Sleepless in Chennai
- Published 4.08.06
Sleepless in Chennai
Through the Eagle’s Eye (Published by the author, Rs100) by M.B. Lal has all the ingredients for a perfect fairytale. Mary and her boyfriend, Nakul, embark on a strange mission — to discover the secret code with the help of which the residents of a particular colony communicate with birds and animals. The two lovers choose an even stranger carrier, an eagle-flown aerial chariot under the command of an ape. This unusual tryst includes visits to “mile-deep craters, forbidden terraces and even the viceroy’s palace”, all for the sake of breaking the secret code. However, Lal’s claim that his work is meant not only for the young but the old as well is quite fantastic, just like some of the events described in the book.

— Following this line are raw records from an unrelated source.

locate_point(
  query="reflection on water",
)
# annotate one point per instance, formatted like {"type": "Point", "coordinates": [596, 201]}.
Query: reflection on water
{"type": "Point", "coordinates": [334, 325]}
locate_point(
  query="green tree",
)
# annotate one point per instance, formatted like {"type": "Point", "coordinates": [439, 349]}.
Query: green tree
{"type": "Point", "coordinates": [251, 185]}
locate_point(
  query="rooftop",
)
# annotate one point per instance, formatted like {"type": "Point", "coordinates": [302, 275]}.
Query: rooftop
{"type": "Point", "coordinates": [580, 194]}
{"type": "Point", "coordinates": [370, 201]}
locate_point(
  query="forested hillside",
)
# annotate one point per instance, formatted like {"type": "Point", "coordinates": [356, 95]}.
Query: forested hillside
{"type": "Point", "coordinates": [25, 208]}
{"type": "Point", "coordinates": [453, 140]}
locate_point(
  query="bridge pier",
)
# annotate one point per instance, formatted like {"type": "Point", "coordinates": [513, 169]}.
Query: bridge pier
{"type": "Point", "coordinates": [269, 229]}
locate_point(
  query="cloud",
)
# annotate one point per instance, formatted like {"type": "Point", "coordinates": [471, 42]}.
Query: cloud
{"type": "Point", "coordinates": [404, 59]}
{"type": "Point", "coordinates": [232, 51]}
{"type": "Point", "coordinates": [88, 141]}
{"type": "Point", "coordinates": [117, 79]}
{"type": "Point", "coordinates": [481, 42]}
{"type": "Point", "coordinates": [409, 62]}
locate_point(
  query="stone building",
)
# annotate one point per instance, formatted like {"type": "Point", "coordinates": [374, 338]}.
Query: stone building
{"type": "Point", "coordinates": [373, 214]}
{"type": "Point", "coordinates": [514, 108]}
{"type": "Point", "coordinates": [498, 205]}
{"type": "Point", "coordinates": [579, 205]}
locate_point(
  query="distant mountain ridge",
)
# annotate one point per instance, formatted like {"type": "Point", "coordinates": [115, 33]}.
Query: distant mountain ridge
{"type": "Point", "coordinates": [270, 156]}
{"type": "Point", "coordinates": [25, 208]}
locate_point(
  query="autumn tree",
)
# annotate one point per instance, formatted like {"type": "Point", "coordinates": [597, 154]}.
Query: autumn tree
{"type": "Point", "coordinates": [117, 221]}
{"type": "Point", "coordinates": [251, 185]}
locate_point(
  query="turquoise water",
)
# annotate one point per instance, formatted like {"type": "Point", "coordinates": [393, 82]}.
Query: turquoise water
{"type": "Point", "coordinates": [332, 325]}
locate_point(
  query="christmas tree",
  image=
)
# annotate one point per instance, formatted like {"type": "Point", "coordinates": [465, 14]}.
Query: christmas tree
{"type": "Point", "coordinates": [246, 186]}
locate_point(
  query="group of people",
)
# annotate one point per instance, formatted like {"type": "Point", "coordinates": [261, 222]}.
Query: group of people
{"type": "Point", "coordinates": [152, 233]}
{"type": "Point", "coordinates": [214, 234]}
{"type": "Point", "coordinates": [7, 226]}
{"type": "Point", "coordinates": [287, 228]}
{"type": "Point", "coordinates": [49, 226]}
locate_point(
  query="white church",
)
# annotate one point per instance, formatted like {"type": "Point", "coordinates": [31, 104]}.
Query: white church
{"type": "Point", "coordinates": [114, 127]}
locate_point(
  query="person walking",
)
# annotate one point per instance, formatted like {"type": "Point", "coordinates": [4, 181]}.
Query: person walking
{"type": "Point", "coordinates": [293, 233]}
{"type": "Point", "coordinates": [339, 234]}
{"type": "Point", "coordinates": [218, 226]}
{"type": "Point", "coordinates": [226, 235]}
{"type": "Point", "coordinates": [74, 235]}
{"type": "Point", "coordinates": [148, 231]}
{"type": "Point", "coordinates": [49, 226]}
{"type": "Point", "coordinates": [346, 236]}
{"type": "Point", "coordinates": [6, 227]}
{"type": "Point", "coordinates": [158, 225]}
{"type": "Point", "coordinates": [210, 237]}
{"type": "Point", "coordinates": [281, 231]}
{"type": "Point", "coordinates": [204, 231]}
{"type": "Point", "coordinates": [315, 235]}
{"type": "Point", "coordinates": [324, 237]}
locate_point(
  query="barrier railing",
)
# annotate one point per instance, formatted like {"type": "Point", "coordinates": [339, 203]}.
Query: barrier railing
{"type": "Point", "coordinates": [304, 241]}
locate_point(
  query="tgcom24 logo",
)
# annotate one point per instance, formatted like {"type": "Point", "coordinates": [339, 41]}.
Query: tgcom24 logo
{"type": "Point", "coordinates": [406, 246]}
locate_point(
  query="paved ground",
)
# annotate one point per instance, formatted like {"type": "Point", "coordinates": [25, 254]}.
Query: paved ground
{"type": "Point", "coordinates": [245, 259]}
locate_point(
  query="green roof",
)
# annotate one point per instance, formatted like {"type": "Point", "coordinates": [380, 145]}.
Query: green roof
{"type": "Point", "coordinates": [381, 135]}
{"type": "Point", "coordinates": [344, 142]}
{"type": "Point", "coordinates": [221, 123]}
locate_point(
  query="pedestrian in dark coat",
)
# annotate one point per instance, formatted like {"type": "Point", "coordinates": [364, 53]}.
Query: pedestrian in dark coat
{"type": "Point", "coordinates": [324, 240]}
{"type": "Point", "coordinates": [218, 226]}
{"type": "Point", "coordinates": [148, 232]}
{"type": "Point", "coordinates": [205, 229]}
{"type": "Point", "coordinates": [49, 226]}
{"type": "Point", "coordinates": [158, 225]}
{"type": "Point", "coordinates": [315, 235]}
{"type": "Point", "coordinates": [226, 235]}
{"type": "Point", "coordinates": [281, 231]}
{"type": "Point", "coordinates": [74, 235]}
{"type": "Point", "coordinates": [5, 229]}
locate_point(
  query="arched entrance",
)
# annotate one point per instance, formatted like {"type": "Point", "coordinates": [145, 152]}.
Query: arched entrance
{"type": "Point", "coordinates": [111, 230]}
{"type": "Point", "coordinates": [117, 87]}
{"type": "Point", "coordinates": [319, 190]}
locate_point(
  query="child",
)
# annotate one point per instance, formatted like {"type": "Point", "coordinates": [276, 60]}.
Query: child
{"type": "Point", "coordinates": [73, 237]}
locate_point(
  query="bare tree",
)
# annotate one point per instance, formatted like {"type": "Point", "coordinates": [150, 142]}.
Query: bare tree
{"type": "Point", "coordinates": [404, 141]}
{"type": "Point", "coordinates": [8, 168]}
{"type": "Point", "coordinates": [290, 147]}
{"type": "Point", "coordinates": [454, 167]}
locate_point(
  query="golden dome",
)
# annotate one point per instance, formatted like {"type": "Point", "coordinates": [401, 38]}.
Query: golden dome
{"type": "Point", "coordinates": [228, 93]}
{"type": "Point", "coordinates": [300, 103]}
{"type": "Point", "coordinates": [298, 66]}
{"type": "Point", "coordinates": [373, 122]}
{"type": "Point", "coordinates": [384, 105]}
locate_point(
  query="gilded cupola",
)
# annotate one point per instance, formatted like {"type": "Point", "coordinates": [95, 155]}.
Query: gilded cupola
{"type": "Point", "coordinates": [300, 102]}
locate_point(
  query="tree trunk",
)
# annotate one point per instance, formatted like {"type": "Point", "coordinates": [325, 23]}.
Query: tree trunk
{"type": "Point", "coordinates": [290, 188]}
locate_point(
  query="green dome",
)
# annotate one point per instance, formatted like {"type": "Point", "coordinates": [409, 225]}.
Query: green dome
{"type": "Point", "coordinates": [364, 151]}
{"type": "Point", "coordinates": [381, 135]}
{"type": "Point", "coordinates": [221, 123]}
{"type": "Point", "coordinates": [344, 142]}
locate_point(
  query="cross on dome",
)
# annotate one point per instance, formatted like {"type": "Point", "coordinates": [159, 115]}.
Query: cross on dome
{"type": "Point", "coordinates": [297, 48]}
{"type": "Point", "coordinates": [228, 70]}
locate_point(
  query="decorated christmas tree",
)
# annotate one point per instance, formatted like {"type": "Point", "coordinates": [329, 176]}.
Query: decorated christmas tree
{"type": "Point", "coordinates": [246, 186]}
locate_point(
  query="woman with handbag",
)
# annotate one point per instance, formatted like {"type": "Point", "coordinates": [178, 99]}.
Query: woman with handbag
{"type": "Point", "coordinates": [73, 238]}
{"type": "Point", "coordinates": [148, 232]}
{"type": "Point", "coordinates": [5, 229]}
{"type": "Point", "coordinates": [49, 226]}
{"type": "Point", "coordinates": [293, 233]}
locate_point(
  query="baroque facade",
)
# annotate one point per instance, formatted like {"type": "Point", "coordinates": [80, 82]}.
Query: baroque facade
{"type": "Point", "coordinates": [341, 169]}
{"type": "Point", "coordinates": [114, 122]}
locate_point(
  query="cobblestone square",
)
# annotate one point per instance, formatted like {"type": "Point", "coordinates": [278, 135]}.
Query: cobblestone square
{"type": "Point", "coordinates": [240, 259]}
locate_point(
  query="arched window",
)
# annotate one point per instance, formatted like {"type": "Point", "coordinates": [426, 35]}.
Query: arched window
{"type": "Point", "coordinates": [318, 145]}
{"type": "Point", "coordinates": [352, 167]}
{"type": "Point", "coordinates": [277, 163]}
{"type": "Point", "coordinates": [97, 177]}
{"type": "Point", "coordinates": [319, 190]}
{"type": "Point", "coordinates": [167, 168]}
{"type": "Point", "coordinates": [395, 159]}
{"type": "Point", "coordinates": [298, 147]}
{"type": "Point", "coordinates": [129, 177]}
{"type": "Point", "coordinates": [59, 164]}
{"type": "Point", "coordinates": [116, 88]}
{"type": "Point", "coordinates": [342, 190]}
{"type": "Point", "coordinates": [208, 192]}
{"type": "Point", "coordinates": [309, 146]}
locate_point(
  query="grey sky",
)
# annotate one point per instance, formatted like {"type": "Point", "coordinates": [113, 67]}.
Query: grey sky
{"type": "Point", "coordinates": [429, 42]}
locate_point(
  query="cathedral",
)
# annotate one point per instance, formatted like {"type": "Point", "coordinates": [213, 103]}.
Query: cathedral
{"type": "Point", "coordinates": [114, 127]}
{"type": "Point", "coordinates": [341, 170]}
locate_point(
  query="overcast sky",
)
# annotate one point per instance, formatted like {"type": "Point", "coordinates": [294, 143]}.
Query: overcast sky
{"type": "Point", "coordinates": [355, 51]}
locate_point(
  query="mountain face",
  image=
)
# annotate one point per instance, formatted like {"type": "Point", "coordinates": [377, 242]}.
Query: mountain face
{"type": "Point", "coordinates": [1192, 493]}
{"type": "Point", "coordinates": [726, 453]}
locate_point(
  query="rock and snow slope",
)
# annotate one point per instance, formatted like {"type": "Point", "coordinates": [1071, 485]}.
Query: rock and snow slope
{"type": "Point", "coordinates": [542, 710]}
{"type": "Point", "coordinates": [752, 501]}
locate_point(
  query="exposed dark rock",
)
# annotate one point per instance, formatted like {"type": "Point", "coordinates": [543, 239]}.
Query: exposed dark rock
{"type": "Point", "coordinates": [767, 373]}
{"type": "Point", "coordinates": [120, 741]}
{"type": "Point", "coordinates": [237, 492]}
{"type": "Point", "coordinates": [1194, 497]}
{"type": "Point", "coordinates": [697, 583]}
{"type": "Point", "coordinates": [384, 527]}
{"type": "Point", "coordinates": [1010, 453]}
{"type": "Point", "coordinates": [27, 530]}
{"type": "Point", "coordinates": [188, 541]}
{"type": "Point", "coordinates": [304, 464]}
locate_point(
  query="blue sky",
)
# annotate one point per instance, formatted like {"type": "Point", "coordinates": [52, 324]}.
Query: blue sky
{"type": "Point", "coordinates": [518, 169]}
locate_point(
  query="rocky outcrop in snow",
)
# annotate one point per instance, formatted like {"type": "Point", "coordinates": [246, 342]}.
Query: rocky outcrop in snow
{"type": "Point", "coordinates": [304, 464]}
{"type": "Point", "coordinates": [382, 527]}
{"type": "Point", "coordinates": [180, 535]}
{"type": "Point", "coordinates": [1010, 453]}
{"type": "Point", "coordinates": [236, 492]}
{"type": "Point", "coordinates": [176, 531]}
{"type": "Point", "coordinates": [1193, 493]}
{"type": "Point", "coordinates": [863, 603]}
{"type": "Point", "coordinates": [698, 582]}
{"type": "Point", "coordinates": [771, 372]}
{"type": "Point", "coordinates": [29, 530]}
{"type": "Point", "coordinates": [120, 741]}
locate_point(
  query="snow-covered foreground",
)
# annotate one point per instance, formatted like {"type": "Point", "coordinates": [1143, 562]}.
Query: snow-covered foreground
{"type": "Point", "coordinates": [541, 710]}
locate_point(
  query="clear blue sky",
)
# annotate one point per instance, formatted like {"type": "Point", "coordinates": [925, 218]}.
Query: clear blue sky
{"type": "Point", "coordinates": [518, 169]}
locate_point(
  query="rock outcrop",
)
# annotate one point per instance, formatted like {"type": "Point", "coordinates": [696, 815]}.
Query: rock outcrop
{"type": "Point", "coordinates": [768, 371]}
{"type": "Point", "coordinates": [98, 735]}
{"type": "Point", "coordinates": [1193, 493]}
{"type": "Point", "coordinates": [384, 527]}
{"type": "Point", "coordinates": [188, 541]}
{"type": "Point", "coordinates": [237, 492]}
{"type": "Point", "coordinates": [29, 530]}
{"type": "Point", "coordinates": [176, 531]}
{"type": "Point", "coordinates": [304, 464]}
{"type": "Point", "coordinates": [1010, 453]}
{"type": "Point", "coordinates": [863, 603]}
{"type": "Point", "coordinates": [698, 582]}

Conflict and other stories (Frog, Rs 250) by Shubham Gupta is touchingly dedicated to Kendo Jethu who “left for the heavenly abode years back”. Gupta’s stories delve into the myriad aspects of life and love. For some reason, most of Gupta’s stories are set in Chennai. In “All Men Are Not Thugs”, a wily conman relieves the protagonist of his wallet in a crowded bus, while “Dress Conceals, Nature Reveals”— a story about camouflaged dacoits fooling a group of nitwitted policemen in a jungle — would have definitely brought a smile on Veerappan’s face. In “Two Half Pegs of Whisky”, Gupta reminisces about his days in a seedy bar in Chennai. Surely Kendo Jethu would not have approved of that.
Endless Rain (Penguin, Rs 295) by Meena Arora Nayak takes a look at ordinary people trying to get on with their lives in a state torn by strife. Ali, a young Kashmiri, is at odds with the world around him. His hatred for Ayesha, his sister, is bound to an “unspeakable” secret that the two have shared since childhood. Then, at the age of eleven, Ali’s family is struck by a tragedy, and even as the young boy tries to grapple with this situation, he realizes that somehow, his pain is but a reflection of the larger calamity that has befallen his beloved Valley.
Healthy Thinking (Wisdom Tree, Rs 125) by Tom Mulholland is “TV’s attitude doctor’s” take on how to think in a healthy way. Ominously, this one is dedicated to Dr Mike Cox “who took his own life after years of battling his own thoughts”. Now that’s just one of the reasons to stay away from the trash that Dr Mulholland writes.